At any rate, the normal procedure for getting candy out of the baskets was to ask "Can I have a treat?" and wait until a parent had retrieved our baskets and offered us a choice. Naturally the first choice would be the Hostess potato chips, as chips were just as rare in our daily life as, say, Glossett chocolate raisins, or Reese's peanut butter cups. The Reese's pbc would, of course, be second choice, and then we would gradually munch through all the little chocolate bars, the M &Ms and the Smarties, and then on to the tootsie rolls, the lollipops, and the red liquorice. The hard candy, though someone disappointing, would do, but the black liquorice and the molasses kisses were, as it were, merely cigarette butts scrounged from the sidewalk. Fortunately, by then we were almost at December, with its promise of candy canes and chocolates disguised as coins or Santa Claus.

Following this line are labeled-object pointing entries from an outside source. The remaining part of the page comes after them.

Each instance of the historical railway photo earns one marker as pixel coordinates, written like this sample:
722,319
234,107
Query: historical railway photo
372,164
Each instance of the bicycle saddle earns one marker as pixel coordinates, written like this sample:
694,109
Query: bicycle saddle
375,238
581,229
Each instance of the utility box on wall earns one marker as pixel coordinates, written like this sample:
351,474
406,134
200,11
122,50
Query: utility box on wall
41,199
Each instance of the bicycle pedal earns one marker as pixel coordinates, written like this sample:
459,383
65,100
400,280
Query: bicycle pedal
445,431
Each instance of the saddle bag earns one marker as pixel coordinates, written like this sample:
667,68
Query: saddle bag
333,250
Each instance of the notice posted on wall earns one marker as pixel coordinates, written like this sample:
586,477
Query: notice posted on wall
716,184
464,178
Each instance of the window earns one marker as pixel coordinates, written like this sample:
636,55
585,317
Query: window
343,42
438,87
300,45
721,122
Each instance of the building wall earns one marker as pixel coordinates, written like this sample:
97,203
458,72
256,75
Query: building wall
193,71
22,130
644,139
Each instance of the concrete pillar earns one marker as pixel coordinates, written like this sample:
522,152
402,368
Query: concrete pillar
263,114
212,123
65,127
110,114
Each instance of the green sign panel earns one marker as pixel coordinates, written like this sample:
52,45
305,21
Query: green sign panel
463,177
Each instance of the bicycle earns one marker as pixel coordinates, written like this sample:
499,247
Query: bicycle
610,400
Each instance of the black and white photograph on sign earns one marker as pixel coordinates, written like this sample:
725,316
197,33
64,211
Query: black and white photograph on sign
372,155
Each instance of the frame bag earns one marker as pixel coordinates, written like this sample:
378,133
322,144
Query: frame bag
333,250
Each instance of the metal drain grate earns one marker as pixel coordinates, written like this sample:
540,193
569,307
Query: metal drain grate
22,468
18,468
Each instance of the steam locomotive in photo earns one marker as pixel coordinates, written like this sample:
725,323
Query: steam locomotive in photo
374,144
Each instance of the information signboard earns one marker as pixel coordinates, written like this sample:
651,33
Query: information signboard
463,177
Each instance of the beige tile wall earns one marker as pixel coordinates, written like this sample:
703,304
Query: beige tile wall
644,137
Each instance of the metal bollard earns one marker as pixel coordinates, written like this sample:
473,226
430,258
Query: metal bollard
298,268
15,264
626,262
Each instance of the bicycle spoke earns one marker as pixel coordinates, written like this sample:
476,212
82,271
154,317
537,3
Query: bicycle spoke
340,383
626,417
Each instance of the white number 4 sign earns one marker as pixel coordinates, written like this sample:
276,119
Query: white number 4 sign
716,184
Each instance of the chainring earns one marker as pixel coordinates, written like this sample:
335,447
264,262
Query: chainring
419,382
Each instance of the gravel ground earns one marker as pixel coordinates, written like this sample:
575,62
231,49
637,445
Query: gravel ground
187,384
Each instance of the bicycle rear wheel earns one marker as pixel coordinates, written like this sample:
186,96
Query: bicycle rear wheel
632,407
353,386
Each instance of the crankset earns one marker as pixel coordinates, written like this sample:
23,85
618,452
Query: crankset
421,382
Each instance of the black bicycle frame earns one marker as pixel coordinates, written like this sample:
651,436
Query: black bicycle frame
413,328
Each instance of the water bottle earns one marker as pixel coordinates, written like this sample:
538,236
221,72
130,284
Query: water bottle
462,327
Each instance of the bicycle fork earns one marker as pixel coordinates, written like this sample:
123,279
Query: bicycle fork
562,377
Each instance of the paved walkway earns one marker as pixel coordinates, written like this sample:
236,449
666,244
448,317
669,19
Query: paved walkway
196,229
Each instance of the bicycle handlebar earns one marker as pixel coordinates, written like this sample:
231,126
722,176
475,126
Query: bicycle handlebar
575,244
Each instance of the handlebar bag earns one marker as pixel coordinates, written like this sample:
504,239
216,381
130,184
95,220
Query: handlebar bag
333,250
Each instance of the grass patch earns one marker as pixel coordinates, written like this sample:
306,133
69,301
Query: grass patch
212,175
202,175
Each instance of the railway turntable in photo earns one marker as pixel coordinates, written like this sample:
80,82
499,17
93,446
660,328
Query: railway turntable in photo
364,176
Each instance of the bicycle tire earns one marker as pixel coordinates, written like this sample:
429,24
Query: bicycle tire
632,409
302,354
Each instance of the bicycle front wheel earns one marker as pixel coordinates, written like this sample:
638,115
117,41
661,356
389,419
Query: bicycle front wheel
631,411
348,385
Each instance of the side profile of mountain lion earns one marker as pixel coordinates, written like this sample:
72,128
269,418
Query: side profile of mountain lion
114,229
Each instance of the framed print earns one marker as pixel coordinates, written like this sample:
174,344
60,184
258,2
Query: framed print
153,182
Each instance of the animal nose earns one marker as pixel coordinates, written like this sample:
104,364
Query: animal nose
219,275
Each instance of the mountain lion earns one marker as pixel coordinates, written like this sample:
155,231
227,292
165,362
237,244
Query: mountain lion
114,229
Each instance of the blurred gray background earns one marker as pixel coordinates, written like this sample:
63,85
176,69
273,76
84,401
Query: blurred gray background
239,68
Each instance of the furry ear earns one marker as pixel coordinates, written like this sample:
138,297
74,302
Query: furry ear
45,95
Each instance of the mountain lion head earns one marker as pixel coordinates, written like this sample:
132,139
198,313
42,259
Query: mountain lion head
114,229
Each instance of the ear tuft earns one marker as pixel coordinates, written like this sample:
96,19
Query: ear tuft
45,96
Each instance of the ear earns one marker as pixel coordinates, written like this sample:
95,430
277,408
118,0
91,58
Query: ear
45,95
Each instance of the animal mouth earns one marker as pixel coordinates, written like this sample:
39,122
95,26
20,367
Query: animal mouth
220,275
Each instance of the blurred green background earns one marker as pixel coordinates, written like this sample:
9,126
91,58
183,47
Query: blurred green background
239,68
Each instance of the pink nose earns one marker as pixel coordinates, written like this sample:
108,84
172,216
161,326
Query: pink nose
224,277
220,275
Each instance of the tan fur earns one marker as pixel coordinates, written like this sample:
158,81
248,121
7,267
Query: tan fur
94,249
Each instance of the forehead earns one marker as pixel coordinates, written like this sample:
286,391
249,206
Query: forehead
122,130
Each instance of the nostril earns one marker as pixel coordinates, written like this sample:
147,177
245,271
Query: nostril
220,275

Even a shelf over a dining-room door can have absolutely magical properties when you are a child, something C.S. Lewis must have intuited when he described Diggory and Polly exploring the joined attic of a London row house and Lucy opening the wardrobe door. Naturally I tried to find Narnia at the back of my parents' closet (who doesn't), but my mild disappointment has been replaced by a sense of wonder at the oddness of that narrow tunnel. My own closet, which was only about 3 feet high, was rather strange too, now that I think about it.
The Old House, let's face it, was weird. It began existence as a small bungalow, and then a granny flat was added to the top, and then (if I have the order right) a kitchen and dining-room were added to the back. The sidling panel by the back door revealing boots almost concealed a passageway to the basement and my father's pile of lumber. The basement, which was very big, contained a cool and dismal room where the furnace sulked and the laundry dried in winter. The laundry room (also in this cellar) had a sink and a toilet and counter on which my brother Nulli and I played with the chemistry set. My father's workshop, across the narrow cellar passage from the lumber pile (and behind the boots) was set into the wall, and my mother carried the laundry past it and up concrete stairs into the garden back yard. In winter those stairs and that door were covered up by a kind of wooden false front with a plastic window: perhaps Nulli could explain it better.
In short, we traded many quirky details for the pool and the private bedrooms. If I could, I would buy the Old House back, just for the sake of keeping it in the family, but it has been demolished and replaced by a monstrosity worth over $2,000,000. The New House (with which I have in fact been acquainted for 35 years) has its own interesting quirks, I suppose, although it lacks the deep and only lately appreciated weirdness of the Old.